Cueto pitches first World Series complete game since 1991
Honestly this is a game I don’t want to talk about all that much. Not that I necessarily don’t like the Kansas City Royals but I most certainly like the New York Mets a bit more. Unfortunately for me and a lot of New Yorkers, the game ended 7-1 in favor of the Royals.
This game was pretty straight forward. Royals manager Ned Yost made the best decision possible. He started Johnny Cueto at home in Game 2 Wednesday night. Yost made sure that if the series even goes to six games, which seems at this point highly debatable with the Royals up two games to none, that if Cueto is required to make another start, it will be back in Kansas City.
While Cueto has been one of the top pitchers over the past five years, almost on a Clayton Kershaw level, he hasn’t really performed that well since becoming a member of the Royals at the July 31 trade deadline.
He’s had a couple of stellar starts but they have always come at Kauffman Stadium. His starts on the road haven’t been so stellar.
Yet again, he proved that he can pitch at home for the Royals, throwing a complete game, two hitter. He allowed one run on three walks and four strikeouts. Granted I’ve seen better complete games. As an Oakland A’s fan I’ve seen more than a few, actually.
Cueto’s complete game was the first complete game in the World Series since there were a rash of complete games in the late 1980’s and early 1990’s. Jack Morris pitched one for the Minnesota Twins in 1991 against the Atlanta Braves.
Dave Stewart pitched two for the Oakland Athletics – the first in Game 1 of the 1989 World Series against the San Francisco Giants and the other Game 4 in the 1990 World Series against the Cincinnati Reds. Prior to that Bruce Hurst pitched a complete game for the Boston Red Sox against the Mets in Game 5 of the 1986 World Series.

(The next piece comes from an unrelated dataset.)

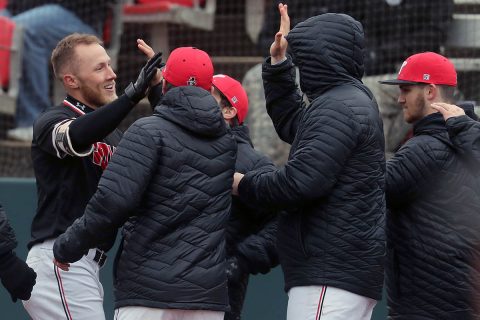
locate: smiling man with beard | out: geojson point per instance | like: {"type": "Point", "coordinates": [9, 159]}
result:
{"type": "Point", "coordinates": [433, 201]}
{"type": "Point", "coordinates": [72, 144]}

So to say that Cueto’s performance was one for the record books would be somewhat of an understatement. deGrom had a rough day, that is for sure – yet that isn’t to forget about the Royals offense.
While this game ultimately came down to Cueto going the distance and Mets’ starter Jacob deGrom having his worst start of the 2015 postseason, even though he cruised through the first four innings, the Royals always found a way to put the ball in play.
“We don’t swing and miss,” said Royals manager Ned Yost. “We put the ball in play, and we find ways to just keep putting the ball in play until you find holes.”
They have an offense that continually puts the ball in play. They didn’t swing and miss on a single fastball by deGrom. A ball in play may be an out or even a strike, but those outs can also be sacrifice flies or other run scoring outs, like the one used by Eric Hosmer to win Game 1.
They didn’t have much against deGrom until the fourth inning but were unable to capitalize on it. In the top of the inning Lucas Duda, the only member of the Mets to get a hit off of Cueto, hit a two-out single that scored Daniel Murphy for the Mets only run.
Cueto closed out the game in the top of the ninth and the rest was, as previously noted, one for the books. Cueto had help of course – American League Championship Series MVP Alcides Escobar showed off his defensive skills plus an RBI single in the fifth and a triple in the eighth that plated Alex Gordon.
While Cueto had plenty off assistance in the seven runs scored by his teammates, Game 2 belonged to him and his complete game, two-hitter.
That’s not to say that the Mets are out of it yet. In their last World Championship in 1986 the Mets lost Game 1 by just one-run and Game 2 by six runs …. sound familiar??
As the series heads to Citi Field in New York the Royals may appear in control, however, this is baseball and anything can and usually does happen.